You put a Person as a Key inside HashMap : according to hashcode it goes to some bucket, second for example. You upgrade the income and search for that Person in the map. According to hashcode it must be in the second bucket, but according to equals it's not there:

 static class Person {
    private final String name;

    private int income;

    public Person(String name) {
        super();
        this.name = name;
    }

    public int getIncome() {
        return income;
    }

    public void setIncome(int income) {
        this.income = income;
    }

    public String getName() {
        return name;
    }

    @Override
    public int hashCode() {
        return name.hashCode();
    }

    @Override
    public boolean equals(Object other) {
        Person right = (Person) other;

        return getIncome() == right.getIncome() && getName().equals(right.getName());
    }

}

And a test:

    HashSet<Person> set = new HashSet<>();
    Person bob = new Person("bob");
    bob.setIncome(100);
    set.add(bob);

    Person sameBob = new Person("bob");
    sameBob.setIncome(200);

    System.out.println(set.contains(sameBob)); // false

What you are missing I think is the fact that hashcode decides a bucket where an entry goes (there could be many entries in that bucket) and that's the first step, but equals decides if that is well, an equal entry.

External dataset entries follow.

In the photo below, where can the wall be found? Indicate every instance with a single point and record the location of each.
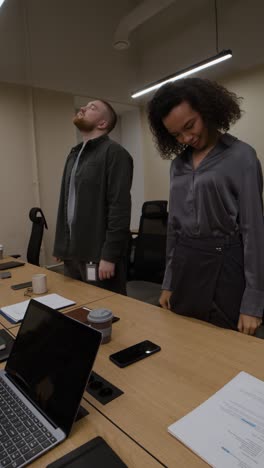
(16, 177)
(249, 128)
(131, 139)
(36, 135)
(250, 86)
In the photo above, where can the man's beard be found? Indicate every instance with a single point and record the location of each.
(83, 125)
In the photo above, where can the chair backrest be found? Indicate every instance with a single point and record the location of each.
(150, 250)
(38, 223)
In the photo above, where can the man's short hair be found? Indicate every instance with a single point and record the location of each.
(112, 116)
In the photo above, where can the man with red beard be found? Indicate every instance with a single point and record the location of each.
(95, 205)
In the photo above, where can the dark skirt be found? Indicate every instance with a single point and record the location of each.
(208, 279)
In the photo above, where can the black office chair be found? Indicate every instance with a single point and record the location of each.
(149, 247)
(148, 253)
(38, 223)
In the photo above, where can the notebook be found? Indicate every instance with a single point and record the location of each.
(15, 312)
(43, 382)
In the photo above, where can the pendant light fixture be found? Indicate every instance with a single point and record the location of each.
(209, 62)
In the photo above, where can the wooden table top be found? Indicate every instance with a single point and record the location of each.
(75, 290)
(195, 361)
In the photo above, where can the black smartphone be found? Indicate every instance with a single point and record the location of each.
(5, 274)
(22, 285)
(134, 353)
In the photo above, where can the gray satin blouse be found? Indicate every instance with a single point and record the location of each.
(222, 196)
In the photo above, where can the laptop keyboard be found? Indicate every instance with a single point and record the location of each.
(22, 435)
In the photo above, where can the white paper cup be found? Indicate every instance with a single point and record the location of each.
(39, 283)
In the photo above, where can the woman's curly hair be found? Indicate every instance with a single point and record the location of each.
(218, 107)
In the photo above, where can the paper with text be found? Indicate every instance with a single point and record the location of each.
(228, 429)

The example that you provide is perfectly legal; but the one you linked is the other way around - it uses more fields in hashcode making it thus incorrect.

If you understand these details that first hashcode is used to understand where and Entry might reside and only later all of them (from the subset or bucket) are tried to be found via equal - your example would make sense.

0
Ralf Kleberhoff On

For HashSet and similar collections/maps, it's a valid solution to have hashCode() use only a subset of the fields from the equals() method. Of course, you have to think about how useful the hash code is to reduce collisions in the map.

But be aware that the problem comes back if you want to use ordered collections like TreeSet. Then you need a comparator that never gives collisions (returns zero) for "different" objects, meaning that the set can only contain one of the colliding elements. Your equals() description implies that multiple objects will exist that differ only in the mutable fields, and then you lose:

  • Including the mutable fields in the compareTo() method can change the comparison sign, so that the object needs to move to a different branch in the tree.
  • Excluding the mutable fields in the compareTo() method limits you to have maximum one colliding element in the TreeSet.

So I'd strongly recommend to think about your object class'es concept of equality and mutability again.

0
DodgyCodeException On

It's ok for hashCode() to use a subset of the fields that equals() uses, although it may possibly give you a slight performance drop.

Your problem seems to be caused by modifying the object, while still inside the set, in a way that alters the functioning of hashCode() and/or equals(). Whenever you add an object to a HashSet (or as the key in a HashMap), you must not subsequently modify any fields of that object that are used by equals() and/or hashCode(). Ideally, all fields used by equals() should be final. If they can't be, you must treat them as though they are final whilst the object is in the set.

The same goes for TreeSet/TreeMap, too, but applies to fields used by compareTo().

If you really need to modify the fields that are used by equals() (or by compareTo() in the case of a TreeSet/TreeMap), you must:

  1. First, remove that object from the set;
  2. Then modify the object;
  3. And finally add it back to the set.
0
ggkekas On

The contract would indeed be fulfilled. The contract imposes that .equal() objects have ALWAYS the same .hashCode(). The opposite doesn't have to be true and I wonder with the obsession of some people and IDEs to apply exactly that practice. If this was possible for all possible combinations, then you would discover the perfect hash function.

BTW, IntelliJ offers a nice wizard when generating hashCode and equals by treating those two methods separately and allowing to differentiate your selection. Obviously, the opposite, aka offering more fields in the hashCode() and less fields in the equals() would violate the contract.